By Stuart Culverhouse
–Our Top 5 picks for the rest of 2021 are Buys on Angola, Ecuador, Rwanda, Egypt (local) and Zambia (local)
–EM performance this year driven by idiosyncratic country cases
–Near-term tailwinds for EM abound, but there are risks on the horizon
Fixed Income Strategy: Top picks for Q4 2021
We present our top picks for the rest of this year – an update to our top picks for 2021, published in December. Our revised Top 5 comprises Buys on hard currency bonds in Angola, Ecuador and Rwanda, and local debt in Egypt and Zambia. Three of these are new additions (Ecuador, Rwanda, Zambia), while two picks (Angola and Egypt) are unchanged from our top picks for the year. We have removed Ethiopia, Mozambique and Sri Lanka.
The year so far
EM hard currency sovereign bonds as a whole have struggled this year, with a total return on the EMBIGD of 0.9% YTD (by the end of last week), while the EMBI spread has fallen by just 8bps this year to 344bps, although it is only 14bps wide of its stimulus-fuelled post-pandemic low (330bps), which was seen in June. Yet the EMBI spread is still some 50bps off the levels we saw immediately pre-pandemic (290bps in January 2020) and well above its all-time lows (238bps in April 2010 and January 2013), suggesting there is room for some further spread compression.
However, the overall weakness masks some strong performance from idiosyncratic cases. The best performers, with returns well into double-digits, have been Zambia, Ecuador, Sri Lanka and Angola, which partly reflects catch up given how much they sold off last year, while Zambia’s rally also reflects hopes for a market-friendly outcome after the recent election.
At the other end of the scale, the worst performers have been Ethiopia (default concerns under the Common Framework), El Salvador (financing concerns amid the lack of an IMF programme), Colombia (fiscal risks) and Peru (policy outlook after the election), again reflective of some country-specific issues.
Yet, while EM financing conditions remain supportive – nominal yields on EM sovereign dollar bonds are still only c4.4%, and near-term tailwinds for EM abound from the very strong post-pandemic cyclical global recovery, the vaccine rollout and increased economic resilience to each successive new wave of infections, higher commodity prices and still supportive global monetary conditions – there are risks on the horizon.

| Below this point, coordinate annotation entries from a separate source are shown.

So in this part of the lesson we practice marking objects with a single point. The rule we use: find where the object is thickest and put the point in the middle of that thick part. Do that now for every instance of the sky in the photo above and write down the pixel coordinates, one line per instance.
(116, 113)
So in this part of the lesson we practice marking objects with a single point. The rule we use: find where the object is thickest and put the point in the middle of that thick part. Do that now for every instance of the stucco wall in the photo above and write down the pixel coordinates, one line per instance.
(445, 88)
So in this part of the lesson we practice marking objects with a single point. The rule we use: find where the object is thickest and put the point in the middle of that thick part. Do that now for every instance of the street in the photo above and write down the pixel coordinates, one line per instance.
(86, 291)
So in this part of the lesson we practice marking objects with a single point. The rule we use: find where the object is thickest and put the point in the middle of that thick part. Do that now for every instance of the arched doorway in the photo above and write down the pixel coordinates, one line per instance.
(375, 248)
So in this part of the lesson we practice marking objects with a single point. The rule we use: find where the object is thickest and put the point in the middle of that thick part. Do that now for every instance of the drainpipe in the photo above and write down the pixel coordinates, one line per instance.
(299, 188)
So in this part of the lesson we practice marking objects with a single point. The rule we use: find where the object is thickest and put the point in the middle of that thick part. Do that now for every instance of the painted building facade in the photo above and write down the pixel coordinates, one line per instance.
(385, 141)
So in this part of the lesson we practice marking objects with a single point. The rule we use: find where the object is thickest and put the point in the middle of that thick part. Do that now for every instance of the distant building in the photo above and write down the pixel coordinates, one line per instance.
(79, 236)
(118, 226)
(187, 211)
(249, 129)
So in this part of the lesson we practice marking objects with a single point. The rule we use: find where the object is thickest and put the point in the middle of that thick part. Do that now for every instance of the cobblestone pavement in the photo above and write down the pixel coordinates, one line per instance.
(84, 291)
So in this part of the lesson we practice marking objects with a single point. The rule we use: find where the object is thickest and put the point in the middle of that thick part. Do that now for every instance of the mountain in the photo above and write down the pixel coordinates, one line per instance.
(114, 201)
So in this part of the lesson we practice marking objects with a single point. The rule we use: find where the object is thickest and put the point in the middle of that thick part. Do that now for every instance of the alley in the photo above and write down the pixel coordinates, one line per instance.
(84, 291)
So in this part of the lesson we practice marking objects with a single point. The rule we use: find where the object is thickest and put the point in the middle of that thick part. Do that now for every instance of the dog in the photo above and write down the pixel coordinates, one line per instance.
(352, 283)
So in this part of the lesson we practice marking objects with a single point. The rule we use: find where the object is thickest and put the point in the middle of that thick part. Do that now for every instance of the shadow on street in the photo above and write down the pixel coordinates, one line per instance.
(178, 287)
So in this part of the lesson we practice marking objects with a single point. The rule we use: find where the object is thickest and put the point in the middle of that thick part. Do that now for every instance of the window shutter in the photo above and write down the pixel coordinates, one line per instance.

These risks include from Covid itself (with new strains or weakened immunity from vaccinations), rising debt burdens in many EM (especially low-income countries), higher global and EM inflation (with concerns about bottlenecks amid the rapid post-pandemic recovery), prospects for fading global policy stimulus (both fiscal and monetary) and a Chinese slowdown.
In particular, while we think systemic risks from a repeat of the Taper Tantrum are overblown, frontier and smaller EM are especially vulnerable to higher global interest rates as the US Fed looks to withdraw monetary stimulus. Meanwhile, sovereign defaults have been few (and those that have occurred this year – two of them – are essentially ongoing from last year) and we haven’t seen a wave of countries rush to the Common Framework to copy Ethiopia’s lead.